Aby pozytywnie odpowiedzieć na zadania płacowe trzeba również poprawić podatek dochodowy
Oficjalnie potwierdzono, że roczny budżetowy „koszt” najważniejszych czterech działań „piątki Kaczyńskiego” (500 zł na każdego dziecko, trzynasta emerytura i renta, likwidacja opodatkowania wynagrodzeń i umów zlecenie osób do 26 roku życia, obniżenie stawki podstawowej PIT do 17% oraz podwojenie ryczałtowych kosztów uzyskania przychodów ze stosunku pracy) ma wynieść 42 mld zł. Jeżeli te rozwiązania będą wprowadzone od połowy roku, czyli w przypadku przepisów podatkowych obniżenie opodatkowania nastąpi faktycznie za pięć miesięcy tego roku, bo rozliczenie za ostatni miesiąc będzie już w 2020 r., to ich skutek fiskalny netto w 2019 r. wyniesie między 17-18 mld zł, czyli zgodnie z prognozą ISP opublikowaną przed tygodniem. „Skutek zwrotny” tych działań dla budżetu może być jeszcze trochę większy, gdy dowiemy się o kilku szczegółach, zwłaszcza takich jak: czy nastąpi opodatkowanie (czy też zwolnienie) z PIT owej trzynastej emerytury i renty (nie ma powodu aby ją zwolnić), czy obniżka z 18% do 17% będzie na wszystkich źródłach przychodów, co oczywiście nie ma sensu, zwłaszcza gdy idzie o źródła, dla których dzisiejsze 18% jest jedną z najniższych stawek w Unii Europejskiej oraz czy dla osób do 26 roku życia zwolnienie z PIT dochodów z pracy i umów zlecenia powinno być zalimitowane kwotą przychodów (powinno), czy nie? Są jeszcze inne pytania, na które (chyba niedługo) uzyskamy odpowiedzi.

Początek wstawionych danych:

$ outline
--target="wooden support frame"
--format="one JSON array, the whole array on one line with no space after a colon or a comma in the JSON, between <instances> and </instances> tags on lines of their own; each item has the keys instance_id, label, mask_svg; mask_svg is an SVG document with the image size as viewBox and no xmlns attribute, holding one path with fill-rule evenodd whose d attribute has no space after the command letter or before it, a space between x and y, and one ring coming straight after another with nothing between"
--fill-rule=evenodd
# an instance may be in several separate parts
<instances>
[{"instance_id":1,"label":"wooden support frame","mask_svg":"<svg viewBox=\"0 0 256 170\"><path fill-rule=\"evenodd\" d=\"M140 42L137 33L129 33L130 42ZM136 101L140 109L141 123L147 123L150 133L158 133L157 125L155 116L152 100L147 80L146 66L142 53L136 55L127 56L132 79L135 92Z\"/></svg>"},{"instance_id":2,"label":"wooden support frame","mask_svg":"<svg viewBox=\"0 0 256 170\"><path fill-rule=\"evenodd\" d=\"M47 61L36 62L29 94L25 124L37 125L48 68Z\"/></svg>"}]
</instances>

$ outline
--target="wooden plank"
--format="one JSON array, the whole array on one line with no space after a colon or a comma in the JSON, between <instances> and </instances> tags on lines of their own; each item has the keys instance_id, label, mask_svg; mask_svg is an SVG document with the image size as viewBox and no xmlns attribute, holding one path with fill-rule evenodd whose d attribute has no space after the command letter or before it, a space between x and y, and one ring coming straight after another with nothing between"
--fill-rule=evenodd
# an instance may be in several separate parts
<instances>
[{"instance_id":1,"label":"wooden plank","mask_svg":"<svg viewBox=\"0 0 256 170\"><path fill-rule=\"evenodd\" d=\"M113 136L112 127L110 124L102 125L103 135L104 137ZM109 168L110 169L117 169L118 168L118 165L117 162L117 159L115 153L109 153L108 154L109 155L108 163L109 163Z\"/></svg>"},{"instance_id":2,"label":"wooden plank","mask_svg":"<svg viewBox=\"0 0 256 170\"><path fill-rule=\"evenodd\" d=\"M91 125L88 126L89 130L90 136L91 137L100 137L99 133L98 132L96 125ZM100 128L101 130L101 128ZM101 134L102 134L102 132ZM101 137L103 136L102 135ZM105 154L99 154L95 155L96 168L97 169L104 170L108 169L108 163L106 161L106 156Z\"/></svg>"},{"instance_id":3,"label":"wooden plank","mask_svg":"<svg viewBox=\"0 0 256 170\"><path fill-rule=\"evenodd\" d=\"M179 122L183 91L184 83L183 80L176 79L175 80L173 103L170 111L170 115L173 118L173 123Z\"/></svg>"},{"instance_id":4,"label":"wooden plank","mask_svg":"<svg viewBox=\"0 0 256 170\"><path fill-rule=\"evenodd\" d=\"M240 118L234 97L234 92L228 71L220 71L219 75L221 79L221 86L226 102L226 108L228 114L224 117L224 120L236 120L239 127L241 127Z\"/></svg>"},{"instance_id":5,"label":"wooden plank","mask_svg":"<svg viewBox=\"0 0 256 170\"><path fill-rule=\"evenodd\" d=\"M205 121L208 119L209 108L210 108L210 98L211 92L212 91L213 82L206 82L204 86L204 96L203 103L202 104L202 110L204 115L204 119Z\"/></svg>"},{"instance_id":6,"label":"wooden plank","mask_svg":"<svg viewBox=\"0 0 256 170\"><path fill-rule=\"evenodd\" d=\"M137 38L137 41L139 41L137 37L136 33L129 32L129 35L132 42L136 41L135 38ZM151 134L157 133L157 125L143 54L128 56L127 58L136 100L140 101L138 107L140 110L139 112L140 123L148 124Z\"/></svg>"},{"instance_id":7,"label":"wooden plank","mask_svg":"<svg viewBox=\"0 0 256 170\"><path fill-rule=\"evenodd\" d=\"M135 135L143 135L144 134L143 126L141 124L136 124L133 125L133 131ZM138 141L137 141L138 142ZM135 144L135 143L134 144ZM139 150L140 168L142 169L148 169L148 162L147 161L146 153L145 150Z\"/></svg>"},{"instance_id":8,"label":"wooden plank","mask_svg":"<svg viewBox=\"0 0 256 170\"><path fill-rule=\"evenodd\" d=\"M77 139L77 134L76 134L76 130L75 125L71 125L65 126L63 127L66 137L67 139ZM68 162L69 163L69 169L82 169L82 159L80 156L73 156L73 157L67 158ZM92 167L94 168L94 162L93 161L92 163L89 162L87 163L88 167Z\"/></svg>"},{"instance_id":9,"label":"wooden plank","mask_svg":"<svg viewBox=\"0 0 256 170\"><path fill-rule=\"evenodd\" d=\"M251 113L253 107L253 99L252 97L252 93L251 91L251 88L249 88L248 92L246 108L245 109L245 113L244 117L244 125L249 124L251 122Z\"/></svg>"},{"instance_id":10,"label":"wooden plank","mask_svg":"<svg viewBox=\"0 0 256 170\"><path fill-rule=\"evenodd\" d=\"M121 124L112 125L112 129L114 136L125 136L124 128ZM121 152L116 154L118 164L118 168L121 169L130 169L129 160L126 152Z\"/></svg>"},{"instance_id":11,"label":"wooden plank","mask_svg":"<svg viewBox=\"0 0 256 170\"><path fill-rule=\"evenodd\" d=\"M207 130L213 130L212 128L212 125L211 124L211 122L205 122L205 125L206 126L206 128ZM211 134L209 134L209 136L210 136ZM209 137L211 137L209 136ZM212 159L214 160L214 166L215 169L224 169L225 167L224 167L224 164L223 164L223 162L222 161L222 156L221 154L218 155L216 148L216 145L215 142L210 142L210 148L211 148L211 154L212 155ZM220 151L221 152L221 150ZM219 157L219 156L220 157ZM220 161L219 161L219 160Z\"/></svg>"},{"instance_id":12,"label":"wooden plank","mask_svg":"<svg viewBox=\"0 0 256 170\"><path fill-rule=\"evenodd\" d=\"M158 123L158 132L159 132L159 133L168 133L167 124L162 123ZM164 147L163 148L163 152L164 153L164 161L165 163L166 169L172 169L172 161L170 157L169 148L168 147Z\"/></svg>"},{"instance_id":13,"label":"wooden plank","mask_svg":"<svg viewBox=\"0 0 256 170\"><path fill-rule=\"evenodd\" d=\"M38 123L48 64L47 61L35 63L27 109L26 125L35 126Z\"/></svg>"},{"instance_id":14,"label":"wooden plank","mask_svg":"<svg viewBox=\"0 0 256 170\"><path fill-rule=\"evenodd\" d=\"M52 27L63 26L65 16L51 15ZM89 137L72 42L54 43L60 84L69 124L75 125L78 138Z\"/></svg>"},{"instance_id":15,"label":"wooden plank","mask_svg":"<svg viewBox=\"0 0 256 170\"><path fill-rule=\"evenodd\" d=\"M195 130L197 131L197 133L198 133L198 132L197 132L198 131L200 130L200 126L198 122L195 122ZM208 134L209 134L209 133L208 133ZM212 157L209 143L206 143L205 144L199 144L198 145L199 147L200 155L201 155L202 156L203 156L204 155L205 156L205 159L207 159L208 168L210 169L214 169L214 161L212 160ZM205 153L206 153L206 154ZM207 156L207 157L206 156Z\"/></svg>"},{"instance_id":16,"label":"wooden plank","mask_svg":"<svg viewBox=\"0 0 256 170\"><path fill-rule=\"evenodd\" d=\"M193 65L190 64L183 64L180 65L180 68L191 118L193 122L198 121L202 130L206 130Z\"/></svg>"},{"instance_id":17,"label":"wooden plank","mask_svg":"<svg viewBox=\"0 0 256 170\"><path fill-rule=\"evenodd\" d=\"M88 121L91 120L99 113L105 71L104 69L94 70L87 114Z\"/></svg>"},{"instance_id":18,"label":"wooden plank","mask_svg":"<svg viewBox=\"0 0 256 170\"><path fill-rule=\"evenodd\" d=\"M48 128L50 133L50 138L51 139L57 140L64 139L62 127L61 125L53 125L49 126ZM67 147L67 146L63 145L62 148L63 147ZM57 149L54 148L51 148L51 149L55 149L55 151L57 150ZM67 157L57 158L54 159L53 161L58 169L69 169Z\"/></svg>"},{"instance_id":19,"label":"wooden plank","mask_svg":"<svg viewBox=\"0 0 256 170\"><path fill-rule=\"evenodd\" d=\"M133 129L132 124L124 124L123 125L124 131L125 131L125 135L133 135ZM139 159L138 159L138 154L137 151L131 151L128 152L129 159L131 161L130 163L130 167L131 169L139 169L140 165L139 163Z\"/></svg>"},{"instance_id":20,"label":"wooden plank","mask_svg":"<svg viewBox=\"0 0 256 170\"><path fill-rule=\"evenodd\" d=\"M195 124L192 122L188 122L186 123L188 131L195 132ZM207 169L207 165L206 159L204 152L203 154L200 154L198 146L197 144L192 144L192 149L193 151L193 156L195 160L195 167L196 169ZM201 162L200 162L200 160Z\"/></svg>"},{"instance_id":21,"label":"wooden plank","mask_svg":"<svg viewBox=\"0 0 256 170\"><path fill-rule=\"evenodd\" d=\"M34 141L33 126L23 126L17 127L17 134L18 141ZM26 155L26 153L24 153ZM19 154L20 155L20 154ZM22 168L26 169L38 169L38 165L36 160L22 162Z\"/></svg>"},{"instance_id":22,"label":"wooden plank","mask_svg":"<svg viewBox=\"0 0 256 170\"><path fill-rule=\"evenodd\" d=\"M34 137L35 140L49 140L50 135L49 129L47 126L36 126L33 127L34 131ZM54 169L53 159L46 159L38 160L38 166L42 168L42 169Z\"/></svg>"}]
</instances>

Rodzi się jednak fundamentalne pytanie: czy polityka fiskalna naszego państwa powinna zwiększyć wydatki budżetowe na rzecz osób fizycznych o niskich dochodach, a środki na ten cel będą pozyskiwane poprzez zwiększenie efektywności fiskalnej podatków, czyli z kieszeni tych, którzy unikają (legalnie lub nielegalnie) opodatkowania. Mimo że opozycja, a zwłaszcza tzw. liberałowie, będą odsadzać od czci i wiary tę politykę, posługując się jakże oryginalnym porównaniem do… zbójnika Janosika, który zabierał bogatym i rozdawał biednym, jesteśmy w sposób nieuchronny skazani na te kierunki działań i obejmie ono jeszcze wiele grup społecznych. Za chwilę trzeba będzie znaleźć środki publiczne na wzrost wynagrodzeń nauczycieli oraz – w perspektywie – urzędników publicznych i innych grup zawodowych sfery budżetowej. Powód jest prosty: realizowana przez prawie trzydzieści lat polityka niskich płac, która doprowadziła do masowej emigracji tych, którzy się na to nie godzili (o to chodziło?), nie może być dalej kontynuowana. Obywatele mają dość oczekiwania na tzw. lepsze czasy (kiedyś miały przecież zaowocować „radykalna transformacja”), chcą żyć godnie i dostatnio w Polsce, która ma przestać (wreszcie) kojarzyć się z biedą i „bolesnymi reformami” liberalnej gospodarki, czyli bezrobociem i beznadzieją oraz przywilejami dla „zagranicznych inwestorów” i wszelkiej maści krętaczy.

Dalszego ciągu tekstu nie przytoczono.